実験的ベーシックインカムに2週間で180万人が応募 ドイツ

ドイツで2021年から3年間、月1200ユーロ(約15万円)のベーシックインカム(BI)を無条件で支給するという試験プロジェクトが8月18日に発表され、告知から2週間で予想をはるかに上回る180万人の応募が殺到した。

ベーシックインカムとは、本人の所得や仕事の有無に関わらず、すべての人が最低限の健康で文化的な生活を享受するために一律に得られる「基礎的所得」を意味する。同プロジェクトは、ドイツ経済研究所(IW)とNPO法人「マイン・グルントアインコメン(MG)」の共同によるもの。月1200ユーロのBIを3年間受給する人を抽選で120人選抜、一方で受給しない1380人も比較調査対象として選び、BIが実際にどのような効果をもたらすのかを実証実験する。BIに充てる財源は一般の寄付から募るという。
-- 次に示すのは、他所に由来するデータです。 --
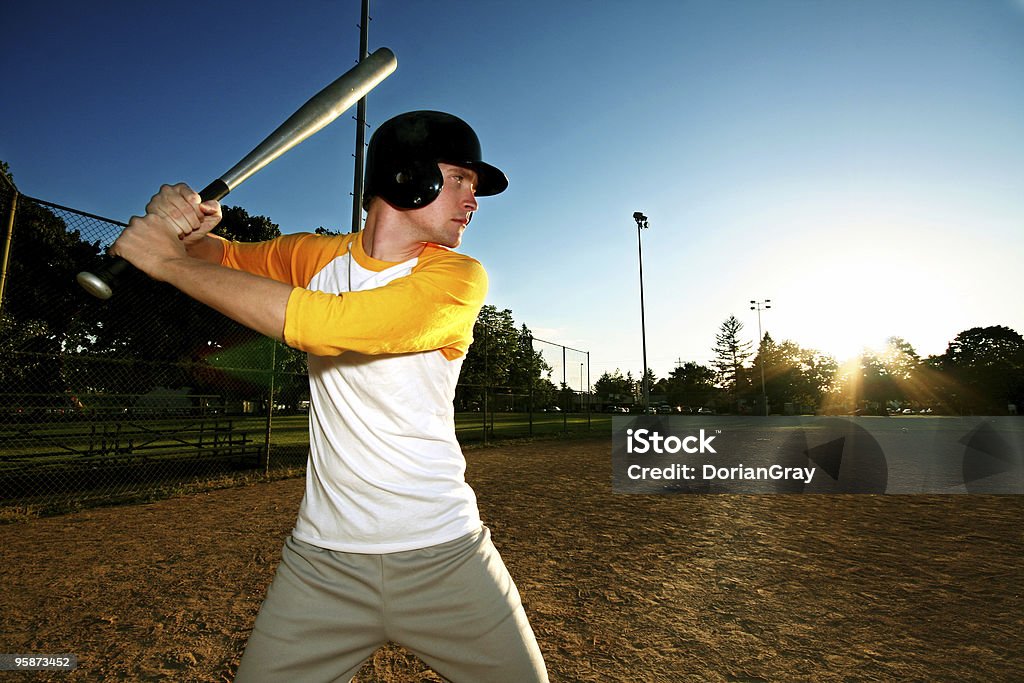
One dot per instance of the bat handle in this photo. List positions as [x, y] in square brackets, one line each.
[100, 284]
今回、同プロジェクトにかかわるNPO法人MGは、2014年からクラウドファンディングで資金を集め、1万2000ユーロが集まったら応募者の中から無作為に選ばれた1人に月1000ユーロ(約12万5000円)を支給するという独自の実験的プロジェクトを続けてきた。これまでにクラウドファンディングに参加した人の数は19万9191人、BIを受給した人の数は668人に上る。
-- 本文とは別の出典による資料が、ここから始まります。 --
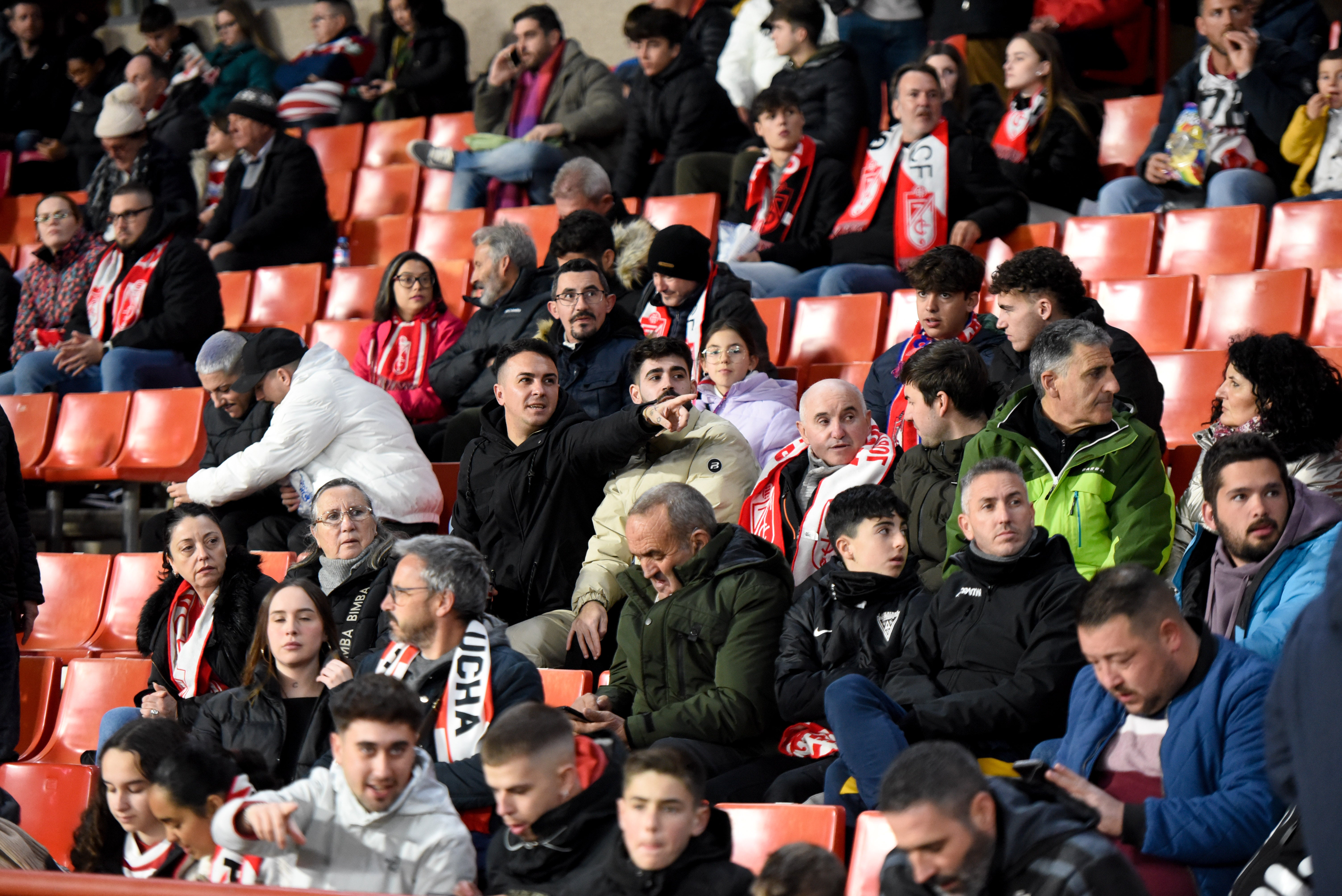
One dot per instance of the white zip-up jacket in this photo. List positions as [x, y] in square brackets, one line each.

コロナ危機で社会全体が経済的困難に直面する中で、ドイツ国内ではBI論議が高まっている。生活保護や経済補償とは異なる「基礎的所得」を得ることに対してMG主催者のミヒャエル・ボーマイヤー氏は、「無条件にもらえる基礎的所得は、基本的人権と同じもの」「自分自身の存在価値を認識し、経済の不安が取り除かれることで、人生における判断や選択の基準は大きく変わるはず」とBIの意義を語っている。

一方で経済専門家らからは、120人を対象にした実験では信ぴょう性に乏しいことや、BI導入によって「就労意欲の低下を招く」とする負の可能性、実際に全国民に実施する場合の財源などの理由から、国としての導入は非現実的だとする声が挙がっている。